Kapıyı ardımdan kapatıp merdivenleri hızla indim ve binanın kapısını açıp Kemirgen'in soğuktan beyazlaşmış yüzüne baktım. Kırmızı burnu sevimli duruyordu. Bir şey demedi ve bende sustum, beraber duvarımıza doğru yürümeye başladık. Oturduğumuz sokaktan ayrıldığımız an, boşta sallanan elimi Kemirgen'in eli kavradı ve cebine soktu.

"Diğer elini de kendi cebine koyar mısın?"

Gözlerim iri iriyken, dediğini yaptım ve elimi cebime koydum. Her hareketinde gülümsemek istiyordum, mesela şu an yanaklarım ağrıyor.

Duvarımıza yaklaştığımızda Kemirgen parmaklarını dudaklarına götürdü ve ıslık çaldı aynı anda bir sürü çocuk saklandıkları yerden çıktı. Gözlerim büyürken ellerindeki kar toplarını izliyordum, cephaneleri çoktan hazırdı.

"Ayrıldınız mı iki takıma?"

"Evet, kale bile yaptık. Bayraklarımızı da diktik," dedi, gözlüklü siyah saçlı bir çocuk.

"Aferin, şimdi hangi takım beni istiyor?"

Tüm eller havaya kalkınca somurttum, kar topu savaşlarını hiç beceremezdim ama yine de üzdü.

"Aşk olsun, yani, bende bir kere doğuştan takım ruhu var. Yakıştıramadım, size çocuklar."

Kemirgen güldü ve cebinin içinden elimi sıktı. Başımı ona çevirip gözlerimi kıstım. Sanırım biraz hırs yaptım.

Nihayet, yeşil bayraklı olan takım beni almayı kabul ettiğinde kar topu savaşına başlamıştık. En çok kar topunu ben yemiştim, Kemirgen'de hiç çekinmiyordu başıma kar topu atmaya. Yediğim beş atışın üçü ondandı, ona sadece ben zarar verebilirim diye mi düşünüyor, bilmiyorum.

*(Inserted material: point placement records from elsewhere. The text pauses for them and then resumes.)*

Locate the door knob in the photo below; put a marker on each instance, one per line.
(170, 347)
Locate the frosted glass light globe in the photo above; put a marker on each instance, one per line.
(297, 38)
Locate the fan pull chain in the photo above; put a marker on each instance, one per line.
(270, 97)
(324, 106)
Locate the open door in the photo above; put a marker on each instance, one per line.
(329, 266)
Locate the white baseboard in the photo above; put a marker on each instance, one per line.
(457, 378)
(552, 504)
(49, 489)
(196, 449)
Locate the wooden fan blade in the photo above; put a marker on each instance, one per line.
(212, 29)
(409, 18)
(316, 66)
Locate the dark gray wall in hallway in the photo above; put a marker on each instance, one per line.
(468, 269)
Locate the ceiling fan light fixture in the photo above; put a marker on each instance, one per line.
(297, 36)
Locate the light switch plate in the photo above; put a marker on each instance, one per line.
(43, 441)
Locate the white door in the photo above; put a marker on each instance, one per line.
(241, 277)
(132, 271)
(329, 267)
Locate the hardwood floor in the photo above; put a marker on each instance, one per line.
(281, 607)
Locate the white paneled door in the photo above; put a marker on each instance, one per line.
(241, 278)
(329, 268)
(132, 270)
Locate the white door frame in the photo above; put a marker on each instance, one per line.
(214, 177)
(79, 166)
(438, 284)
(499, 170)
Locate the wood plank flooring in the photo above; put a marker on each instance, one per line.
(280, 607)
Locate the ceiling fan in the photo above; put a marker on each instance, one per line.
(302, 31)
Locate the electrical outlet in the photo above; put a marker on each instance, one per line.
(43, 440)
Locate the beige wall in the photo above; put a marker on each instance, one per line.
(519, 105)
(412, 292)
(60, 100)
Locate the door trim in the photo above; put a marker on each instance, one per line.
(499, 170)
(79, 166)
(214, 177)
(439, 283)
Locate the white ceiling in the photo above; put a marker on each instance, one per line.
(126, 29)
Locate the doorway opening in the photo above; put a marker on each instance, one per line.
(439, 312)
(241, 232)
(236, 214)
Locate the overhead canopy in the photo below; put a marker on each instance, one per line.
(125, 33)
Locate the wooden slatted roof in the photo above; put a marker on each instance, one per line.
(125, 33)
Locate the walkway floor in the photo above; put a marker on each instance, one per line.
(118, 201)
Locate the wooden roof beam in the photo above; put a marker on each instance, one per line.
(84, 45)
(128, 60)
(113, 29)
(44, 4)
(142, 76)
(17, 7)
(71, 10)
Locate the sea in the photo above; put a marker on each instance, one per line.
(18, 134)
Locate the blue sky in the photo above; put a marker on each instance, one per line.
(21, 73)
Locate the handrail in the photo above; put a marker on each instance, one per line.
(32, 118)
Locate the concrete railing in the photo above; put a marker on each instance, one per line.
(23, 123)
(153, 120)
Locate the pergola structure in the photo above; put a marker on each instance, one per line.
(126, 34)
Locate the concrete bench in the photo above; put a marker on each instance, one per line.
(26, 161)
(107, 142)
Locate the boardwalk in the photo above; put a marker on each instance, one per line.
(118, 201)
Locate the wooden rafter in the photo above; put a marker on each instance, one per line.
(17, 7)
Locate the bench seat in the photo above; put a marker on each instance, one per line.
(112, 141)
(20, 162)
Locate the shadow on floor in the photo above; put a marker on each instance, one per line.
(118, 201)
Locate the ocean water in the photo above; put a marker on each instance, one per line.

Beyaz bayrağı doğal olarak ilk biz çektiğimizde sesli bir nefes verdim. Botumun içine giren kardan dolayı ıslanan çorabımdan dolayı huylanmıştım ve eve gidip kaloriferle bütünleşmek istiyordum.

Kollarımı iki yana açtım ve nefes nefeseyken bağırdım: "Pes, pes ediyorum."

Tam o anda sırtıma bir kartopu yedim. Atışın geldiği yere döndüğümde camdan sırıtan teyzeyi gördüm. Kollarım iki yana düşerken, dudaklarım aralanmıştı.

"Sende mi teyze ya!"

Kemirgen güldü ve bir eliyle elimi tutup diğer eliyle teyzeye el salladı. Tuttuğu elimi bırakıp koluyla omzumu sarmaladığında beni yürütmeye başladı ve çocuklardan uzağa ilerletti.

İki omzumda da baskısını hissettiğimde, kendimi yerde buldum. Dudaklarımdan çıkan tiz çığlık tüm sokakta yankılanmıştı. O da kendini yanıma, sırt üstü attığında başımı ona çevirdim ve kaşlarımı çattım.

"Neden yaptın şimdi bunu?"

Kollarını ve bacaklarını hareket ettirirken, gülümsedi ve heyecanla konuştu: "Çünkü melek gibisin ve beyaz karda senin de bir izin olsun istiyorum. Sende yapsana."

Ayağa kalktı ve arkasındaki karları eliyle temizleyip eserine baktı.

"Hadi!"

Gözlerimi kapattım ve yaptığını yaptım. Bana melek gibisin demişti, bu inanılmazdı.

Gözlerimi açtığımda bana elini uzattığını gördüm, bende eline uzandım ve yardımıyla ayağa kalktım. Kollarını belime sararken yan yana iki melek emaresini izliyorduk.

"Sen de kalbimin üzerinde böyle bir iz bıraktın işte. Ezdin kalbimi ama güzel bir iz bıraktın. Gitmesini hiç istemediğim bir emare."

Başımı ona çevirip çok yakınımda bana parıldayarak bakan gözlerine baktım.

Onun kadar cesur değildim, dudaklarım zincirleniyordu hislerimi açığa vurmak isteyince ama o Kemirgen'di. Kirpiklerimin kıvrımında beni okuyan adam.